1. Overview of VoMPE
VoMPE (Voice over MIDI Polyphonic Expression) analyzes voice input and then outputs polyphonic MIDI notes based on formant frequencies representing voice characteristics.
The process of voice production can be modeled by the vibration of the vocal cords and the resonance of the vocal tract. In this case, the voice spectrum is the product of the vibration spectrum of the vocal cords and the frequency characteristics of the vocal tract. Thus, the frequency characteristics of the vocal tract are called the spectral envelope. And the resonant frequencies of the vocal tract, i.e., the peak frequencies of the spectral envelope, are called formant frequencies. These are widely used in speech analysis, synthesis, and coding.
VoMPE estimates the spectral envelope of voice input using Linear Prediction Coefficients and then finds the formant frequencies. The spectral envelope is divided into bands and one band corresponds to one MIDI channel. VoMPE outputs MIDI notes that reflect formant frequencies whose amplitude is maximum in the band.
VoMPE is provided as a VST 3 plug-in for digital audio workstations and supports 16KHz, 44.1KHz, and 48KHz sampling rates. OS environment is 64bit Windows 11.
The VoMPE binary distribution is licensed under the Creative Commons Attribution 4.0 (CC BY 4.0) at no charge.
The VoMPE source code distribution is licensed under the Creative Commons Attribution-NonCommercial-ShareAlike 4.0 (CC BY-NC-SA 4.0) at no charge.
2. Operation of VoMPE
The user interface of VoMPE is shown in Fig. 1.

The line, blue dots, and blue line on the left side graph show the spectral envelope, formant frequencies, and MIDI note on/off threshold respectively. The graph on the right shows the spectral envelope over time with a color map. White dots indicate formant frequencies.
The spectral envelope, which has a maximum bandwidth of 8KHz, is divided into bands based on the formant bandwidth and the number of formant bands. Each band corresponds to one MIDI channel. The MIDI note on/off threshold indicates the amplitude of the formant frequency that triggers the MIDI note on/off.
The formant and MIDI frequency ratio indicates the pitch between the formant and MIDI note frequencies. The audio output delay shows the VoMPE audio output delay time. When the MIDI pitch bend is set to On, a pitch bend is sent before a MIDI note is played, resulting in a more accurate formant frequency. The pause button freezes the update of the left and right graphs.
Right-mouse clicking on the user interface displays UI zoom factors.

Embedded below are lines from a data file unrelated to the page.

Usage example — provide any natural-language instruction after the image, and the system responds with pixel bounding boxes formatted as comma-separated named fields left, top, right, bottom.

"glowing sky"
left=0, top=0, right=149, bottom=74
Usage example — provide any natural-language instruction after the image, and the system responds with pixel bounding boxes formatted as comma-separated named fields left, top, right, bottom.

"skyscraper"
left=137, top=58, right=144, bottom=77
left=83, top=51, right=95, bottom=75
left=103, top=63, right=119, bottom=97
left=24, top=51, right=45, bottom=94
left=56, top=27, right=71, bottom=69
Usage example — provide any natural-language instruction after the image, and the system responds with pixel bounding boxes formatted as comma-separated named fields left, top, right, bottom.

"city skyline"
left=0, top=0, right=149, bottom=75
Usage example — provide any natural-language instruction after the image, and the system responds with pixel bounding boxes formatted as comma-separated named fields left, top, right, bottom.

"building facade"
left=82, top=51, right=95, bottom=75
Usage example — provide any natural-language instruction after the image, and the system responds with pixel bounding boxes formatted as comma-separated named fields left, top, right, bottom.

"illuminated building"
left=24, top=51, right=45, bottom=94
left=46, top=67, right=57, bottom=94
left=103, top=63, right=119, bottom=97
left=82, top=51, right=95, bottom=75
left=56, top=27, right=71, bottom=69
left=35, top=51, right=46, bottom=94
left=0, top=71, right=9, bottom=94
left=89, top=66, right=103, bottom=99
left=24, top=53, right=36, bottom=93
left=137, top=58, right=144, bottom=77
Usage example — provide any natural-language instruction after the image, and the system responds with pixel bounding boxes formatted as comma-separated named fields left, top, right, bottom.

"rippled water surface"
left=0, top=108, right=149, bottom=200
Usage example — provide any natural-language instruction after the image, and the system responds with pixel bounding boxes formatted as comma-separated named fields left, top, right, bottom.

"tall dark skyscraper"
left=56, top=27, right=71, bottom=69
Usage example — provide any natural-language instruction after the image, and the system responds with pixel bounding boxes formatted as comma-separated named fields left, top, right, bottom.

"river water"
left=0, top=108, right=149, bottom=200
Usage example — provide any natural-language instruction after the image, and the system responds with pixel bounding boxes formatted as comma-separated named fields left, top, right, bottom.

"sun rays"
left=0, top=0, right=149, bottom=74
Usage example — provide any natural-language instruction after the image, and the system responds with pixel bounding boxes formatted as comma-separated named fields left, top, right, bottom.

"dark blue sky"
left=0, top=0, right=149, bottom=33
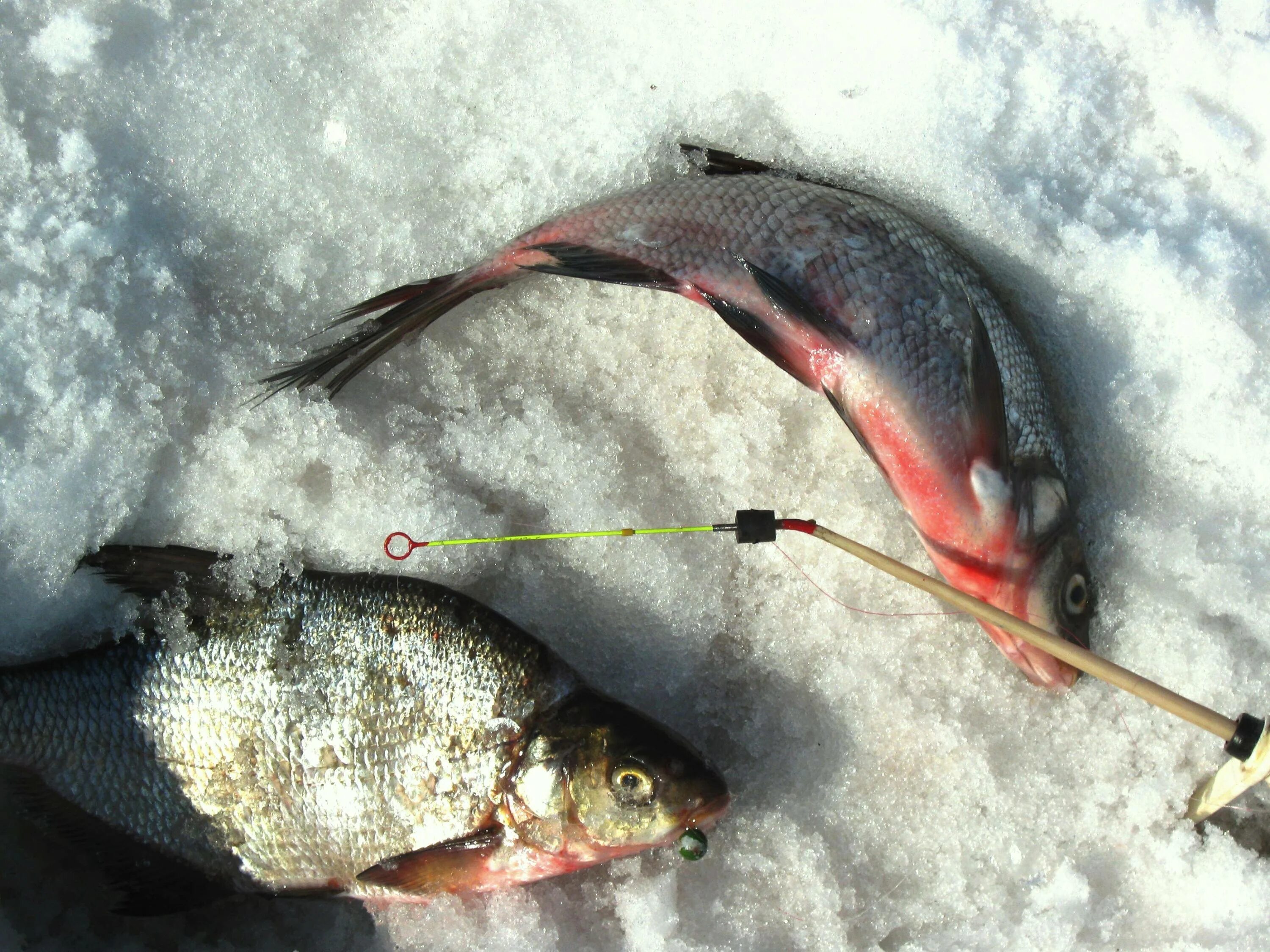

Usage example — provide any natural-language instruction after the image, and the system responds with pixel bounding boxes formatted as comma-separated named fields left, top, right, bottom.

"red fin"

Examples of MPE synthesizer configurations
When the MIDI pitch bend is set to On, the synthesizer must be set to MPE mode. MPE configurations for Surge XT and Vital are described for reference.
Activate the MPE mode on the MPE synthesizer.
Surge XT: Set Status MPE and select Poly in the Play Mode. See Fig. 2.
Vital: Set MPE ENABLED. See Fig. 3.
Note: Vital's MPE status is not saved correctly in the DAW project file, so each time a project is started, unset and then set MPE ENABLED.
Set the number of voices to an appropriate value. Note that in some presets, the default number of voices is set to 1.


VST is a registered trademark of Steinberg Media Technologies GmbH.